By Jules Hillier
Stepping into the shoes of Brook’s former Chief Exec, Simon Blake, is challenging for lots of reasons, but one of them is that I find it virtually impossible to find the time to create the kind of prolific social media presence that he is able to maintain. Simon takes inspiration from his daily life and is able to turn it into a blog/tweet/other kind of post really quickly. I’m very different – I get inspiration but I like to spend a bit of time turning something over in my mind before writing about it. My creative process takes a bit longer. All this is a rather roundabout way of saying that Brook’s blog has been quiet since I became Chief Executive – I’ve been mulling rather than writing – and I’m sorry about that.
Something happened earlier in the week that helped me move from thinking about things to writing about things, so here is my first post as Brook’s Chief Exec. Appropriate, I think, that it should be about consent because I firmly believe that if we all have a better grasp of consent we’ll change people’s lives, relationships and wellbeing much faster and more effectively.
It’s just possible that some of you don’t know how much I dislike hugging. I have blogged about it in the past when I had to hug 50 people in 30 days to raise money for Brook* but it still takes people by surprise when they find out that I don’t like it. Trouble with hugs is that they’re big and invasive and really intimate and when someone I don’t know well comes in for a hug, I get all tense inside. Hugging is a socially acceptable greeting to most people and I am well brought up and polite so rather than spending the last 40-odd years yelling, “Get off me! I can’t breathe and you’re in all of my space!” I have simply shut up and given a rather stiff, brief hug in return. For huggers, I can’t have been very pleasant to hug. I guess we’ve all been subjecting ourselves to sub-standard greetings & leavings all that time, which is a bit sad.

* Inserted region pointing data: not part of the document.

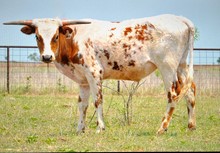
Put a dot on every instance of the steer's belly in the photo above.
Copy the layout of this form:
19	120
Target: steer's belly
134	73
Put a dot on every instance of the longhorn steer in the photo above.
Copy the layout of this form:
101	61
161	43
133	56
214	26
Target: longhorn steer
128	50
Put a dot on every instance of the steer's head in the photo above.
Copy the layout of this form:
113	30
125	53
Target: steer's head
47	33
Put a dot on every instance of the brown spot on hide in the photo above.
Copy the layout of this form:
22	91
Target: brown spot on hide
151	26
142	34
127	30
131	63
68	50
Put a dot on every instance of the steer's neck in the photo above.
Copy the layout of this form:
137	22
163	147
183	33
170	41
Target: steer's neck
67	51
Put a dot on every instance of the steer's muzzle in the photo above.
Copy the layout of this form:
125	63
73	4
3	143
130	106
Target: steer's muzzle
47	58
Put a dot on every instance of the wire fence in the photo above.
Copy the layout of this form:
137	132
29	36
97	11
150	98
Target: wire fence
21	71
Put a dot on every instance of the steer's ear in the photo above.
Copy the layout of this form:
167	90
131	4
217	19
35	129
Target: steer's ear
28	30
66	31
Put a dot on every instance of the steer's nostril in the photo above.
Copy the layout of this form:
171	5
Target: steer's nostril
47	58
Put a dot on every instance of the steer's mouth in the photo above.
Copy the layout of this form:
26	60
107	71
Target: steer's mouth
47	58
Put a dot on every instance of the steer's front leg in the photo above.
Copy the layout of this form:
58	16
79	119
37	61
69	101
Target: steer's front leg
83	105
95	83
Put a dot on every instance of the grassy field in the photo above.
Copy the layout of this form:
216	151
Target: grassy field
47	122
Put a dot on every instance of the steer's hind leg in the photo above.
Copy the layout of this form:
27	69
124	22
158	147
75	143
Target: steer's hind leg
190	100
173	87
83	105
95	83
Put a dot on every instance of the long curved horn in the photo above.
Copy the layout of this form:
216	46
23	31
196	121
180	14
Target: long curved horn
69	22
21	22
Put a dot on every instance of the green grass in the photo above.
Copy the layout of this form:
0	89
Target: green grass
47	122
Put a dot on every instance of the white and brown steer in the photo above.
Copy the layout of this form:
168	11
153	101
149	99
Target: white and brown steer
88	51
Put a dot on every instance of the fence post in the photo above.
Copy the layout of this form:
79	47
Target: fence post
118	86
8	69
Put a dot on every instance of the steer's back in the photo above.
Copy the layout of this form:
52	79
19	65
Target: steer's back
132	49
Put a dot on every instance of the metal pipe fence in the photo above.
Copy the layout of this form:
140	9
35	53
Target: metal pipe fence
22	71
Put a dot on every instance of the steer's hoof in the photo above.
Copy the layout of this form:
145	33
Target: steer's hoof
100	130
161	131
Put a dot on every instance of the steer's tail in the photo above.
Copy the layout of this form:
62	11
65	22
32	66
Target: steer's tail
189	77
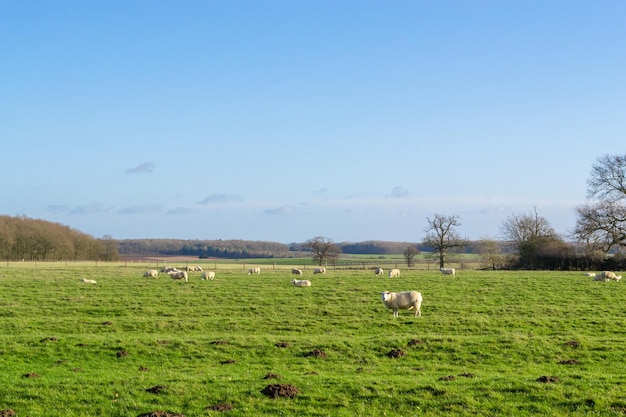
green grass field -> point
(489, 343)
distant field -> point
(490, 343)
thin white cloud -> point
(145, 168)
(221, 198)
(280, 211)
(149, 208)
(399, 192)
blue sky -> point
(285, 120)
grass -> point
(485, 338)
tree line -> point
(23, 238)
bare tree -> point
(528, 233)
(602, 223)
(442, 236)
(324, 250)
(409, 254)
(490, 252)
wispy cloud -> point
(150, 208)
(280, 211)
(221, 198)
(180, 211)
(145, 168)
(94, 208)
(399, 192)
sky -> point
(286, 120)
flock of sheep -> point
(395, 301)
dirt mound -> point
(316, 353)
(220, 407)
(548, 379)
(157, 389)
(159, 413)
(396, 353)
(280, 390)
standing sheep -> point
(208, 275)
(403, 301)
(448, 271)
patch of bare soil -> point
(49, 339)
(548, 379)
(157, 389)
(396, 353)
(159, 413)
(280, 390)
(316, 353)
(220, 407)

Over the years, I’ve thought a lot about this and about the fact that everyone’s boundaries are different. I also think about the fact that despite being a perfectly capable woman in my mid 40s and despite working in sexual health and passionately advocating for better understanding of boundaries and consent for more than 15 years, I have never really exerted my right to ask people not to hug me. I’ve mused that if I find it that uncomfortable to deal with a relatively minor issue of consent, how on earth can we ever help young people really, truly, understand consent and find the skills and capability to negotiate it.
That’s why Wednesday was such a happy day for me. It was the day Justin Hancock, known to many of you simply as Bish, shared his handshake workshop with me and our fellow Sexpression UK Trustees in the pub after our Trustee meeting. The conversation came about because Justin discovered my dislike of hugging a little while ago and, rather than feeling awkward or deciding I had simply misunderstood the hug and could be converted, he actively engaged me in expressing the kind of greeting I would prefer instead. And every time I’ve seen him since, he’s offered me a thoughtful, alternative greeting/leaving gesture that has been far more pleasant than a hug. When my fellow trustees discovered my aversion to hugging, Justin talked about his workshop and, outside a Mayfair pub, he ran us through a little demo of how it works.
It was excellent. All of us stopped and thought not only about about our own preferences (and it turns out there are other kinds of greetings that trouble other people, but they often don’t say) but also about the needs of other people and how different to ours they might be. Justin made the very good point that my loathing of the limp handshake could well be a complete misunderstanding of some poor person who simply feels uncomfortable or intimidated by a handshake and I should be much less judgemental. We all stood there mulling over what makes something a mutually satisfying, happy and positive experience.
Everyone should do the handshake workshop and thanks to Justin’s generosity (the details are free on his website), they can. I brought it home with me and it turns out my husband’s a three firm shakes kinda guy, which is at least one more shake than would be my preference, so I also learned something new about someone I’ve known for more than 30 years.
The very best thing about this workshop is that it helps young people not only to understand what consent is, but also to feel what consent feels like. Perhaps if we can help more young people with that, they’ll learn not only to negotiate and discuss consent, but also to recognise it, not just when it comes to sex, but when it comes to all sorts of meaningful, happy ways of communicating and connecting with each other. I high-five that. As long as you’re all comfortable with it.
I feel very lucky to work in a field where I regularly come into contact with people devising creative ways to help young people grow learn and develop. We are living through tough times in youth work, education and health and there is so little resource for taking the time to innovate and come up with simple, but brilliant, new things. That’s sad. But probably a topic for another post. Give me a while to mull it over.
*those of you who browse that blog will note that I never finished blogging the pictures. I did finish the challenge, including the pictures, but I struggled with it so much, I lost the will to blog it.